Il collabore au Figaro sous la
signature de Valentin de Quevilly et à diverses revues : La Revue Des Deux-Mondes, Le Moniteur Universel, Le Constitutionnel, L’Opinion Nationale et La Nouvelle Revue de Paris. Il est
considéré comme l'un des journalistes les plus brillants et
pleins d'esprit de sa génération. Ses analyses
économiques et politiques sont très prisées. On le
surnomme « le nouveau Voltaire ».
About avait
parfaitement compris l’évolution de la société et
la montée en puissance de la presse. Il a anticipé
l’arrivée de nouvelles catégories de lecteurs, notamment
en provenance de la classe ouvrière. Pour lui, le journalisme doit
s’adresser au grand public, il a pour mission d'instruire et de
convaincre. Il peut également devenir un tremplin pour le pouvoir.
About
connaîtra d’autres succès littéraires avec
notamment Le roi des montagnes
(1857) et Le Nez d'un notaire
(1862) ou L’homme à
l’Oreille Cassée (1862) et Les Mariages de Province (1868).
En 1868,
Edmond About publie un essai sur l'organisation économique et sociale
: A.B.C. du Travailleur. Un
chapitre de ce livre, intitulé La
liberté, est republié dans la petite collection chez Berg
International, suivi de l’extrait de La Grèce contemporaine. À l’origine, cet ABC était un petit
traité d’économie écrit par Edmond About à
la demande d’un groupe de travailleurs. Plus précisément,
il s’agissait d’un exposé simplifié du Catéchisme d’économie politique
de Jean-Baptiste Say, écrit en 1815 et sous-titré : ou instruction familière qui montre
de quelle façon les richesses sont produites, distribuées et
consommées dans la société.
Dès
l’introduction, Edmond About écrit : « Le seul
livre réellement élémentaire est le catéchisme
de Jean-Baptiste Say : un chef-d’œuvre de bon sens et de bonne
foi ». Et il pose la question : pourquoi la grande
majorité d’un peuple comme le nôtre ignore-t-il
encore les lois économiques, « lois éternelles,
immuables, dérivées fatalement de la nature elle-même » ?

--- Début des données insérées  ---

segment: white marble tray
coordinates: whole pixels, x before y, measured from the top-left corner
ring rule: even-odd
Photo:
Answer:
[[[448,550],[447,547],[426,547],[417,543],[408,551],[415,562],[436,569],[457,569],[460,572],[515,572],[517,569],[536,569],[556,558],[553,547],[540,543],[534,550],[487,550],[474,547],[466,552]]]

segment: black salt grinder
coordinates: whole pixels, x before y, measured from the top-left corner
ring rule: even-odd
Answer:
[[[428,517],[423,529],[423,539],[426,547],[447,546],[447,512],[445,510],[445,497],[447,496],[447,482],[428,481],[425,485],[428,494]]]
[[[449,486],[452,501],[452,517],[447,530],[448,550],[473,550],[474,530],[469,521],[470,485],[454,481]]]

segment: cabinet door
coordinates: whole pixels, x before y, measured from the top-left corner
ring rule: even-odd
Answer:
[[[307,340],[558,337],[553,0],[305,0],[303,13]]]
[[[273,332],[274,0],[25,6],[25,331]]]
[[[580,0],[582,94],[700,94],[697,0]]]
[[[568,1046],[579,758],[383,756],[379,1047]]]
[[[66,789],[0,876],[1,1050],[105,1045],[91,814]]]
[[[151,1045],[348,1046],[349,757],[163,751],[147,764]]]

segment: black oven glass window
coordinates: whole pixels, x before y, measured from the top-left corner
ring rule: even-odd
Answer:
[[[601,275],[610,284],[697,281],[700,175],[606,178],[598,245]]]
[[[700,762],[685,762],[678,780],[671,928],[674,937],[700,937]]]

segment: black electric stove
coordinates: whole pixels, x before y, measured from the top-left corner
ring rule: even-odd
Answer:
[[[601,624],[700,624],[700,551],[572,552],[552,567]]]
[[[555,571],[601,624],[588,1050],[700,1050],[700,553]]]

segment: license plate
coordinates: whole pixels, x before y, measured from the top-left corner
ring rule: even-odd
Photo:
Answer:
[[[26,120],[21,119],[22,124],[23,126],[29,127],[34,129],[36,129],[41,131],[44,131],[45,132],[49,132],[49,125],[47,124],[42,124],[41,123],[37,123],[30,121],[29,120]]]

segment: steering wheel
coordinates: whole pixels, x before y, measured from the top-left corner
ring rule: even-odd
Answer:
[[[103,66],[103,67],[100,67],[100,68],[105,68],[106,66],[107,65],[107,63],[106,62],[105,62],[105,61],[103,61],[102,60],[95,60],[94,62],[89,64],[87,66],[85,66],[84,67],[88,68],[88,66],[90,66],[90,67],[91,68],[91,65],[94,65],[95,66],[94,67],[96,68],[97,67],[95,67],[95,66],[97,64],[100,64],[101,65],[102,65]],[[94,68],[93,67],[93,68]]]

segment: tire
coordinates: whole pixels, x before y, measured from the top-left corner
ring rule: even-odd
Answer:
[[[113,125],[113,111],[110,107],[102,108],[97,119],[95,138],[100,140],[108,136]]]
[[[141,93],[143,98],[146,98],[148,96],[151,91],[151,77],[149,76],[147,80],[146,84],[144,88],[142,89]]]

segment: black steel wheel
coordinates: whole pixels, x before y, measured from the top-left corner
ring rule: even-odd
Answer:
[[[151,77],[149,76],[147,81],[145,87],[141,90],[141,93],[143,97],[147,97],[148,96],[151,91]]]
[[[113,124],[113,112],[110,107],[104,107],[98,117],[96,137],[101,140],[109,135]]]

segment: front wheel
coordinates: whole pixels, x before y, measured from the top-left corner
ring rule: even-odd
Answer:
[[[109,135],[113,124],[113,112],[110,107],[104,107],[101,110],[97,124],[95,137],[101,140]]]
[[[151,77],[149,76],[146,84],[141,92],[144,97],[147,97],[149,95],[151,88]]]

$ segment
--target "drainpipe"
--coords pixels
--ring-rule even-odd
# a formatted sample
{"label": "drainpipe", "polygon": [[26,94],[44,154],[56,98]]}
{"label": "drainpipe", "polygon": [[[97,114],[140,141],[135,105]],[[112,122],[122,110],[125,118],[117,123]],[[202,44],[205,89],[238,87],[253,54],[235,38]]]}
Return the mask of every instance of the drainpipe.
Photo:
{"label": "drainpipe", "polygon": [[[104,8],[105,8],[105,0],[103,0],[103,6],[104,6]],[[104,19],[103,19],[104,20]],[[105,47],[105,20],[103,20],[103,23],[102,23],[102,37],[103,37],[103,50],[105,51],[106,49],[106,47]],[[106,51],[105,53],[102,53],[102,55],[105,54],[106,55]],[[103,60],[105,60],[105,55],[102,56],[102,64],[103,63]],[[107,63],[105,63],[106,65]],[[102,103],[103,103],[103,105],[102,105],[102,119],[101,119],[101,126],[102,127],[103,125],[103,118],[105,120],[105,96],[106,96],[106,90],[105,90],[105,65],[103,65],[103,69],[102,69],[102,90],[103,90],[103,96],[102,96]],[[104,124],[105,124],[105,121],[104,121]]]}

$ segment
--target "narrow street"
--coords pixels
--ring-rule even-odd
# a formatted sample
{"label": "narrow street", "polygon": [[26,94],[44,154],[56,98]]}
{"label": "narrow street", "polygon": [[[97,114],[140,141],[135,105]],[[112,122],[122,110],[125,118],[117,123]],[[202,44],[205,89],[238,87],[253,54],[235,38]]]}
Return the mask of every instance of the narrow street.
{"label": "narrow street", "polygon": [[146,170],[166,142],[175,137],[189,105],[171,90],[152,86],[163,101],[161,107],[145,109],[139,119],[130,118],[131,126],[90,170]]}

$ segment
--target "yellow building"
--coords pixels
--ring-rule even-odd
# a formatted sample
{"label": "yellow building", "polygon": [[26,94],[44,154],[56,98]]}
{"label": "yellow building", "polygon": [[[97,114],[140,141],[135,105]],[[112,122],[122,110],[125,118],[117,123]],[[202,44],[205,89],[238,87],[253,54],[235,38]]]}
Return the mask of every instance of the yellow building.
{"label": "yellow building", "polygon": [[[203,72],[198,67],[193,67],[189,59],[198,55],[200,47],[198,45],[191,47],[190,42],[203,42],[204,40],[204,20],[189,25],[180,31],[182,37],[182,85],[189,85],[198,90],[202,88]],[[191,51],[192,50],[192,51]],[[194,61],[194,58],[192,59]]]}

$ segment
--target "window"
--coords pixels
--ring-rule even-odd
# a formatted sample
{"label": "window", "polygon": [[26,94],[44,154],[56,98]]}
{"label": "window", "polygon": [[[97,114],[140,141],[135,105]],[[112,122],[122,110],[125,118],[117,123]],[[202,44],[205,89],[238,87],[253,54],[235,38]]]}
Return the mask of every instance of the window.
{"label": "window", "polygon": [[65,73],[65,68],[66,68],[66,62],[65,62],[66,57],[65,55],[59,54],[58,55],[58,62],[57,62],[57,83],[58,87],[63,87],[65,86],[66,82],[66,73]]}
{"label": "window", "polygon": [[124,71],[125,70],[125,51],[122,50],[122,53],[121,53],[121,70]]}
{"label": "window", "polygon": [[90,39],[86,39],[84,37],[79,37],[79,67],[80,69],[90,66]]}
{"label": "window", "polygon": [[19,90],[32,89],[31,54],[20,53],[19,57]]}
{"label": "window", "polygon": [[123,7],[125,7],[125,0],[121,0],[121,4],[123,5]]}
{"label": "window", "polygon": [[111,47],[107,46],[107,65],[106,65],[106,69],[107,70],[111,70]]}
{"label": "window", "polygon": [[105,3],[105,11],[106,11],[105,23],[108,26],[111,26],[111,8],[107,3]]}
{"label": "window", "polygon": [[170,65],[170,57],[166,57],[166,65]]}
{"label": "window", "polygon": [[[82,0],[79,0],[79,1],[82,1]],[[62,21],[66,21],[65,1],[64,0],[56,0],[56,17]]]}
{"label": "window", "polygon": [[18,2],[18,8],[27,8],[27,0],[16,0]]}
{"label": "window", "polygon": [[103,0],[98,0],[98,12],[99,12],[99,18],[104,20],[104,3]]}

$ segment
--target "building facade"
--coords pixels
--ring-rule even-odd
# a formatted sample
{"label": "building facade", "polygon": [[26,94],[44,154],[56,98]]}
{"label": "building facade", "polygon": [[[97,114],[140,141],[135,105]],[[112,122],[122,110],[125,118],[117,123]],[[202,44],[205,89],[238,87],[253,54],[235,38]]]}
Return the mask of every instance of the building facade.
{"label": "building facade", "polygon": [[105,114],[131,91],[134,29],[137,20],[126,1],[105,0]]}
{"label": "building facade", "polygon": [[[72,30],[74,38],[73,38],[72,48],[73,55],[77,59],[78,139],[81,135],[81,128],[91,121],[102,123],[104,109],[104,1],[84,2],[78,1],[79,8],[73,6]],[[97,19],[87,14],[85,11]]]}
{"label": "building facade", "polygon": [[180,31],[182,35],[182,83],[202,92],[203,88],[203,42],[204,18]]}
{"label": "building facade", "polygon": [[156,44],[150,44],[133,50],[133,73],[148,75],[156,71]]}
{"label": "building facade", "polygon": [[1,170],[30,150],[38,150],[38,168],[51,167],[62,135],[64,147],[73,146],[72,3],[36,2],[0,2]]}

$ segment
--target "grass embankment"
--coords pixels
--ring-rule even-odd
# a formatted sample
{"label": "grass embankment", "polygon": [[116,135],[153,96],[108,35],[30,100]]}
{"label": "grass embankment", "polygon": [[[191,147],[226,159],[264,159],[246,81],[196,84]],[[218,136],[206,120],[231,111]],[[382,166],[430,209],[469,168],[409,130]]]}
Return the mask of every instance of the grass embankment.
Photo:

Autre question : pourquoi les pauvres haïssent-ils
généralement les riches ? Il répond :
« vous ne savez donc pas que vous seriez cent fois plus pauvres,
c’est-à-dire travaillant plus pour gagner moins, s’il
n’y avait que des pauvres autour de vous ? »
Trois
principes se dégagent de cet exposé :
·
Le caractère
sacré du droit de propriété ;
·
la liberté du travail
et le libre-échange (c’est l’objet de notre texte) ;
·
l'association, qu'il
considère un remède à toutes les difficultés
sociales.
About rejette
tout antagonisme entre le travail et le capital. D’où sa formule
: « C'est le travail qui produit le capital et le capital, à son
tour, travaille et nourrit son créateur ».
About commence
par faire une petite histoire de la liberté en France, évoquant
d’abord l’Ancien Régime et la Révolution
française. À la manière d’un Constant ou
d’un Tocqueville, il ne manque pas de souligner
l’ambiguïté de 1789. En voulant instaurer la liberté
politique on a sacrifié toutes les autres libertés, en
particulier la liberté économique.
Ses critiques
vont ensuite contre deux grandes tendances qui divisent la
société française : les conservateurs et les
socialistes. Les premiers sont protectionnistes, les seconds sont utopistes
mais tous sont des ennemis de la concurrence et de la liberté
économique.
L’État
doit se charger des services indispensables à la
sécurité, dit About. Il doit protéger les citoyens. Mais
il ne doit pas se faire l’administrateur du travail et des
échanges. « Le gouvernement, écrit-il, est institué
pour protéger la sécurité collective et individuelle des
citoyens contre les ennemis du dehors et les malfaiteurs du dedans :
voilà son rôle. Mais les princes ont cru longtemps, trop
longtemps, qu’ils étaient tenus de descendre aux moindres
détails et d’abaisser leur protection sur nos petits
intérêts de cuisine et de boutique ».
Quant aux
socialistes, selon lui, ce sont des « charlatans de
l’économie politique », des
« vendeurs de pierre philosophale » qui promettent le paradis sur terre. Mais avec
moins de clairvoyance, il pense que le socialisme « a livré
son dernier combat » en 1848, « non seulement vaincu,
mais désarmé par le progrès des lumières et le
redressement des esprits ». Contrairement à la
Grèce, l’histoire ne lui donnera pas raison sur ce point.